Single-event characterization of digitally controlled oscillators (DCOS)
Chen, Yanran
:
2014-04-16
Abstract
Single-event effects (SEEs) in Digitally Controlled Oscillators (DCOs) are characterized in this work. Single-event strikes happening in the flipflops (FFs) of the registers of the DCOs would lead to oscillating frequency errors. Single-event strikes in actual oscillator part of the circuit would result in duty cycle, missing pulse errors, or harmonic errors. Overall single event performance of the DCOs is not severely dependent on the fine-tuning topologies of the DCOs. Though previously undocumented, SE Harmonic errors exhibit longer-lasting frequency changing effects on the clock signal comparing with SE duty cycle or missing pulse errors.

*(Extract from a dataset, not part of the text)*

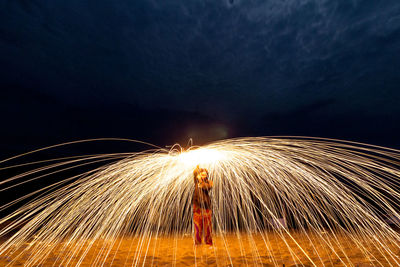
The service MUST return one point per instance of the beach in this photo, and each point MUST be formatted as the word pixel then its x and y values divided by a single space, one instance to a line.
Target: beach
pixel 267 249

SE harmonic errors are errors where multiple transitions show up in a clock cycle in- duced by SETs. We propose the accumulated phase error metric to quantify the characterized SE harmonic error. Circuit simulations show that SE harmonic error can induce up to 60π radians of accumulated phase error over 8.5 ns in a 40-nm DCO operating at 2.97 GHz. The large accumulated phase error could potentially cause an ADPLL to go out of lock for up to 8.5ns corrupting data in all systems dependent on the DCO. The lower limit of SET pulse widths to generate SE harmonic error is the largest gate’s propagation delay in the ring and the upper limit of the pulse width is the total loop delay of the DCO subtracted by the largest gate’s propagation delay in the ring. The lower and upper limits of SET pulse widths in a 40-nm DCO correspond to collected charge range of 25 fC to 335 fC (defined as collected charge window). The harmonic error mechanism is validated with both Spectre simulation results of a 40-nm DCO and electrical testing on ring oscillators composed of discrete components with FPGA performing error injection. By making the fine-tuning cell have a propagation delay of over 1/3 of the total loop delay could effectively eliminate the existence of harmonic errors.